BTW, Player 1 is Kirby Puckett and Player 2 is Barry Bonds. To some extents they are extreme examples. Bonds is way over the top in terms of walks and Puckett swung at, and could hit, almost any pitch anywhere near the plate. But if someone tells you batting average measures "how often" a batter gets a hit, that isn't really true. And if someone suggests that AVG does not reflect walks, that isn't really true either. The impact is indirect, but it is sometimes significant.


The House said...

Your analysis is flawed. The reason why Barry Bonds had so few hits/plate appearance with runners on base is because the opposition pitched around him in those situations.

In 2004, Bonds statistics with RISP was insane. His RISP OBP was .754. Think about that. Three out of every four times Barry Bonds came to the plate with a runner in scoring position he DID NOT MAKE AN OUT.

His 2004 RISP BA was .394 with a slugging percentage of .944. His two-out, RISP (critical situations) BA was .420.

TT said...

You apparently missed the point. Batting AVG and SLG both exaggerate a players contribution when they are inflated by large numbers of walks. Bonds "insane" numbers are a lot less impressive than they appear.

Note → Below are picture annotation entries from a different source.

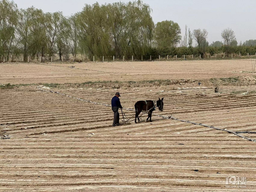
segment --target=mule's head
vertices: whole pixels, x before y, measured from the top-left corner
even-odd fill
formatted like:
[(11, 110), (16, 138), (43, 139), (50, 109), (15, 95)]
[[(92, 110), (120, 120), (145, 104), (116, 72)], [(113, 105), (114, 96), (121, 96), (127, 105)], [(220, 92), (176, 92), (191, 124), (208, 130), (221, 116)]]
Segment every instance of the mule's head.
[(160, 97), (159, 98), (159, 99), (157, 101), (157, 106), (156, 107), (158, 107), (158, 109), (159, 109), (159, 111), (163, 111), (163, 97), (161, 99), (160, 99)]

Whatever the reason, in 2004 Bonds got 28 hits in 187 plate appearances with runners in scoring position, less than 1 in 6 times. There were 289 runners on base and he got 55 RBI's. When you adjust for his 11 home runs, he drove in only 44 of those 289 base runners.

Kirby Puckett in 1988 had 332 runners in scoring position and got 70 hits in 209 plate appearances, more than one in three. And, not surprisingly, he drove in 88 of those base runners.

The point here is not that Puckett was better than Bonds, I don't think he was. And you are right, the reason Bonds had such a high OBP was that he was intentionally walked 90 times with runners in scoring position.

But even when you take out the intentional walks Bonds only got a hit in .288 of his plate appearances with runners in scoring position while Puckett got a hit in .335 of his plate appearances.